Ibbaka

View Original

How to infer skills from unstructured content - emerging best practices

Steven Forth is co-founder and managing partner at Ibbaka. See his skill profile here.

There are many reasons to infer skills from unstructured content. It is one way to seed skill profiles and to keep them current. It is also used in future skills research and in skill-based strategies, where finding skill differentiation is critical. Before we get to the how, let’s look at the what and the why. After we look at the how, we will consider some of the ethical and operational issues.

Why infer skills from unstructured content

There are many approaches to understanding what skills we have, who we use them with and how we put them to work.
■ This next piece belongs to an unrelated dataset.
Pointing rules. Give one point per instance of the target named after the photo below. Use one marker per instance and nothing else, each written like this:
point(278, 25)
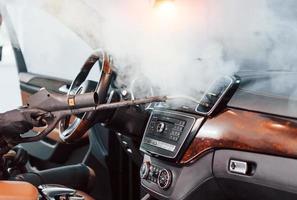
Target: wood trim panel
point(243, 130)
One can take courses and tests, fill out surveys, or (and I think this is the best way) simply have a series of conversations. Why then go to the trouble of building a skill extraction system?

At Ibbaka we have invested a great deal into this technology and we use it in three main ways.

  1. As a way to seed skill profiles and to keep them current

  2. To give insights into future skill requirements

  3. For comparisons of skill differentiation

As a way to seed skill profiles and to keep them current

This is the most common use case. Most people do not want to take the time to populate their skill profile or to keep it current. And many of us find it difficult to articulate what our skills are. One way to get started is to simply upload a set of files and let an AI figure out what skills are demonstrated. All sorts of documents are relevant for this.

  • Résumés and C.V.s

  • Profiles on public sites such as LinkedIn

  • Project Reports and other work products

  • Project descriptions and requirements documents

  • Patent filings

  • Blog posts

  • Emails

  • Chat in collaboration sites like Slack or MS Teams

The basic idea here is that the best way to understand a person’s skills is to look at their work. What are they asked to do? What are the outputs? How do they go about helping others? (An advanced technique is to look at email and chat and see who gets asked for help and what help they provide.) One takes a representative set of documents, runs them through a skill extraction and inference system, and gets a list of skills, often with estimates of the level of expertise.

Skill profiles can change quite quickly in today’s world, as people are faced with new challenges and opportunities and agile learning has become the norm. This makes it difficult to keep skill records current. Providing a regular feed of content can automate this process, leading to more accurate and current skill profiles. This can even lead people to pay more attention to their own and other’s skill profiles as watching skills change over time is more interesting than looking at a static view.

Insights into future skill requirements

Many organizations are concerned with what skills they will need in the future. This is a fascinating area to play, Ibbaka has done studies on this in a number of sectors. One input into such work is skill extraction from documents that are thought to reflect future directions. Patent filings are one place to look. It can take as long as twenty years for a new technology to percolate into the workplace, and patents can be a good leading indicator. Looking at adjacent industries can also provide context (Michael Porter’s frameworks are still helpful in this context), as can tracking the emerging skills of disruptive young companies. University research papers can also, in certain cases, give insights into possible future skills.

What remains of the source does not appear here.